Sweden’s inflation rate hit a new three-decade high in August, boosting the odds that the Riksbank will accelerate its efforts to curb soaring prices.

(Bloomberg) — Sweden’s inflation rate hit a new three-decade high in August, boosting the odds that the Riksbank will accelerate its efforts to curb soaring prices. 

The central bank’s target measure, CPIF, rose 9% from a year earlier in August, according to a statement published by Statistics Sweden on Wednesday. Economists surveyed by Bloomberg expected prices to rise by 8.8%, while the central bank’s projection from June was 7.5%.

The reading adds to pressure on the Riksbank to act forcefully, after peers such as the European Central Bank have stepped up the pace of rate increases. Swedish policy makers are expected to double their key policy rate to 1.5% on Tuesday, but market pricing indicates that an even bigger hike could be on the cards. Some economists have flouted the idea that the bank may take the policy rate a full percentage point higher. 

Swedbank analysts Knut Hallberg and Carl Nilsson said price increases on clothing, package travels as well as food were lower than they had expected. While a 75 basis-point rate increase on Tuesday remains their main scenario, the risks of a smaller and a larger hike than that are now evenly matched, they said.

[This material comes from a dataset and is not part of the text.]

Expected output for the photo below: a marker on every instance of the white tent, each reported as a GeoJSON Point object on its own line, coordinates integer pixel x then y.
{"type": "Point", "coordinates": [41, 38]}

What Bloomberg Economics Says…

“A 75-basis-point hike was already virtually a done deal. Wednesday’s data — showing CPIF inflation at more than four times its target — could prompt an even larger increase.”

— Selva Bahar Baziki, economist

For full note, click here

The uptick was still broad-based as a gauge that strips out energy stood at 6.8%. Prices on food and non-alcoholic drinks have increased every month since December 2021, Statistics Sweden said, with the largest price increases in the last 12 months recorded for cabbage, margarine and coffee. 

Ahead of next week’s decision, the Riksbank will also study the outcome of an inflation-expectations survey due on Thursday. Even with inflation at record levels, long-term expectations have remained relatively close to its 2% target, and if that should change it would increase the central bank’s urgency.